I was wondering about that. But then I looked at the size of the bio-sponge in my power filter and did some thinking.

So here's plan A: I've filled my older HOT Magnum's media chamber with lava rock bio-media. I'm going to clean up the newer HOT Magnum that's been haning unused on the back of the goldfish tank for a while, and transfer that media chamber into it. As I recall, it wasn't as much of a spitter as this old one. If it operates without fogging the tank, I'll replace my power filter with a new HOT Magnum and fill its media chamber with bio-media. Two chambers filled with biomedia look like way more bio-surface than that sponge has.
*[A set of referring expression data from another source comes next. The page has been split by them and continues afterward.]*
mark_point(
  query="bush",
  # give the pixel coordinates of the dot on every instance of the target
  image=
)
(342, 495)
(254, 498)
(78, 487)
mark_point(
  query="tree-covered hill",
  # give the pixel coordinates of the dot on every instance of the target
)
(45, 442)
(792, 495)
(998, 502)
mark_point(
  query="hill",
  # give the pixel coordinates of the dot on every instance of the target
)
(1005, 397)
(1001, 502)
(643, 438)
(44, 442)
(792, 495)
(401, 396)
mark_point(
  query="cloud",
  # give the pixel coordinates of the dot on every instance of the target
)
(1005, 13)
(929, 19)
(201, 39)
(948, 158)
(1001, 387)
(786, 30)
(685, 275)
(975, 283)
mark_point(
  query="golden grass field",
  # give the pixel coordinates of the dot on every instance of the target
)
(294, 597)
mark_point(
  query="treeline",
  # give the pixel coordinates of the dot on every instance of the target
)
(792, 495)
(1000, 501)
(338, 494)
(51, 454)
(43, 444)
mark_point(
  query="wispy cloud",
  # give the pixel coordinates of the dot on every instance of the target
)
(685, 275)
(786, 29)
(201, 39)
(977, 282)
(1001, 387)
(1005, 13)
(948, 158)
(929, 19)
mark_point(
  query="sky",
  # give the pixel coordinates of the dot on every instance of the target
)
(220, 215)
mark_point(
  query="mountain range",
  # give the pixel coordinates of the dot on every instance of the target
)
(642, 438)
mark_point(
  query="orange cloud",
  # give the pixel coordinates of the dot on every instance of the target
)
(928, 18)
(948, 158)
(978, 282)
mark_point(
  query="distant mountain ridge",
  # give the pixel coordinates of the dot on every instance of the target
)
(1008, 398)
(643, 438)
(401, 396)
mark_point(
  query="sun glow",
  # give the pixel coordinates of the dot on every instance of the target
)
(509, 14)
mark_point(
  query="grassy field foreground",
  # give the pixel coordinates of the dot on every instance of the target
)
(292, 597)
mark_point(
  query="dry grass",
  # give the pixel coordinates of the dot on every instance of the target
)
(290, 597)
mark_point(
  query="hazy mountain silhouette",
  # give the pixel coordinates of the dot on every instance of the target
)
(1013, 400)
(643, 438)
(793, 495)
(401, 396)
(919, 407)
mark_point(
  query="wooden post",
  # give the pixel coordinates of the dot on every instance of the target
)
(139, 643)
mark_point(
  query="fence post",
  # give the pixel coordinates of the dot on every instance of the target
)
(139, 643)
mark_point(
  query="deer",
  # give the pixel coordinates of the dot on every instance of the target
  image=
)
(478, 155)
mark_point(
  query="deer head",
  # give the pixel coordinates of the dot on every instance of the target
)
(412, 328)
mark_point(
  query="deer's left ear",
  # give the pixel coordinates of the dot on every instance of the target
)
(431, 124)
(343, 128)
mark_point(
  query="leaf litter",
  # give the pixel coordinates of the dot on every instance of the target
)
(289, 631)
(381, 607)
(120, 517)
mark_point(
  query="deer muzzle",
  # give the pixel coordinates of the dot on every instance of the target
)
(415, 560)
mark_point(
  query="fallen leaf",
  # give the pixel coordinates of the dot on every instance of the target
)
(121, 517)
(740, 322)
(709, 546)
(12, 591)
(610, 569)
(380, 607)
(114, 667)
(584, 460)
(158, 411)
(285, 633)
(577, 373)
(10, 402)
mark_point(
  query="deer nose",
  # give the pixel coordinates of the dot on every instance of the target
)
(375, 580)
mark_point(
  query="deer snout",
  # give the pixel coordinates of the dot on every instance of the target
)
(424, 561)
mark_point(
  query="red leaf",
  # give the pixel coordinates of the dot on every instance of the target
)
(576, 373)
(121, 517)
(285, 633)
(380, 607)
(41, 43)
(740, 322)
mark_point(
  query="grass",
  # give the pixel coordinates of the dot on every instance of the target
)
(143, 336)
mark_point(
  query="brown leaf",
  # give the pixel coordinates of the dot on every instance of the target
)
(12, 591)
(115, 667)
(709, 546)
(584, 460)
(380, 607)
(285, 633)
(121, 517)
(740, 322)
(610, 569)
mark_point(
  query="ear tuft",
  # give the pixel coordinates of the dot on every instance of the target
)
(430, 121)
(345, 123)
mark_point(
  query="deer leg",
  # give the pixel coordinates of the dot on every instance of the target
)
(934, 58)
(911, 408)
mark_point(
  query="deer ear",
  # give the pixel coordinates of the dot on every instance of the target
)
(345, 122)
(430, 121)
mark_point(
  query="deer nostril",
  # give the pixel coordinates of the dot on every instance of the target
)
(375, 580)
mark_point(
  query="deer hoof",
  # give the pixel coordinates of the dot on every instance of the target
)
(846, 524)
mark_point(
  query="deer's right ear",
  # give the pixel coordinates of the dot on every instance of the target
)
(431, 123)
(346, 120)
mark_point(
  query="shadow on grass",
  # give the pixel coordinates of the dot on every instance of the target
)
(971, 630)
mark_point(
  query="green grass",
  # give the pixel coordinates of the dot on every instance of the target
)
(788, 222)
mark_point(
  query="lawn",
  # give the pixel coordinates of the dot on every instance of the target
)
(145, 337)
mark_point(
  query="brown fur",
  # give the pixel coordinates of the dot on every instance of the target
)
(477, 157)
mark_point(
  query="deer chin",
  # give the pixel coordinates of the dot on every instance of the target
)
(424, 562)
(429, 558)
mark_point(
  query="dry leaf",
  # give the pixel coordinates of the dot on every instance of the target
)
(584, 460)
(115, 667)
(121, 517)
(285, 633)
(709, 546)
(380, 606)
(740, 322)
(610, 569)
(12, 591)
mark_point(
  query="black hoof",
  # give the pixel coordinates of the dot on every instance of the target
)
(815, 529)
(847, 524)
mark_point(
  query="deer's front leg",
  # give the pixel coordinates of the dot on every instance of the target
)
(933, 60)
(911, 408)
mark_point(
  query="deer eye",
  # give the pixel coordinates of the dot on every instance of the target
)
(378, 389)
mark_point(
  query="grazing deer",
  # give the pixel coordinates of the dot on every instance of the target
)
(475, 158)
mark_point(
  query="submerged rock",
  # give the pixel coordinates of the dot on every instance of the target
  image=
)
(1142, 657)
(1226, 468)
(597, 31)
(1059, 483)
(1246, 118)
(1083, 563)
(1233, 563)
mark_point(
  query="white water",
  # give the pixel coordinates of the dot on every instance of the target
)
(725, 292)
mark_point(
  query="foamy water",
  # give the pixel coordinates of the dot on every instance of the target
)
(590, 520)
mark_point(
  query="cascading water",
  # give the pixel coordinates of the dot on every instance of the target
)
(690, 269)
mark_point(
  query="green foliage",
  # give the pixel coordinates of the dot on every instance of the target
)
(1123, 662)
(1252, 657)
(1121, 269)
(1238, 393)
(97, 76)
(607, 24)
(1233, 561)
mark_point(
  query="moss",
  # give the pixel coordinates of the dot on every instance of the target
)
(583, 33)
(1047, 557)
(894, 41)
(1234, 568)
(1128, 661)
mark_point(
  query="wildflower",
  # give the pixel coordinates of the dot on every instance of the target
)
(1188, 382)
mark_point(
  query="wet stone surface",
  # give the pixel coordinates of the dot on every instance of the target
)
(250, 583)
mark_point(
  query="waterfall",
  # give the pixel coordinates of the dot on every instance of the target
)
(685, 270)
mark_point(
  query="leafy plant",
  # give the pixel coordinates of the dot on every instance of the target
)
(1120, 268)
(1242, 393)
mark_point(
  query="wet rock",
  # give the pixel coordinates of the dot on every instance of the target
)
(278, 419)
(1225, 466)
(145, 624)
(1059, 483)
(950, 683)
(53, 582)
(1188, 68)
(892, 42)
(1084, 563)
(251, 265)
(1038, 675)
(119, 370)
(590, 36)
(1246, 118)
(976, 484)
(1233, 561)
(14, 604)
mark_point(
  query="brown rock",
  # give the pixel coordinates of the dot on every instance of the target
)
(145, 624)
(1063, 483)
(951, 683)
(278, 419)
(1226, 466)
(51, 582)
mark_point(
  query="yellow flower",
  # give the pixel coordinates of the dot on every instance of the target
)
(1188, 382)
Plan B: If the newer (but already owned) filter does fog the tank with bubbles, I'll either go for the largest size old-fashioned Eheim, or just live with the situation a while longer if I just can't talk myself into spending the money. It'll come down to how much the bubbles aggravate me.


----------



## lbsfarms (May 24, 2004)

If your concerned about cost, you might want to check out the Jebo canister filters. I bought one from Superfishstore.com and am very happy with it. I've found it works a whole lot better than the filstar xp3 I used to have.


----------



## countrymouse (Jul 6, 2003)

This is going to turn out to be cheap after all. The newer HM isn't spitting, and the tank is nice and clear. (BIG sigh of relief. I hate trying to explain to hubby why I need/want another new piece of equipment. Last year was the CO2 bottle and regulator.) The old HM turns out to have had a broken intake O-ring. Could swear I checked all the O-rings and gaskets recently; go figure. For now I'll just live with the shallow return. 

I really, really appreciate the advice, all of you, and if I add another tank (after the kids have moved out and become independent) I'll keep all this in mind.


----------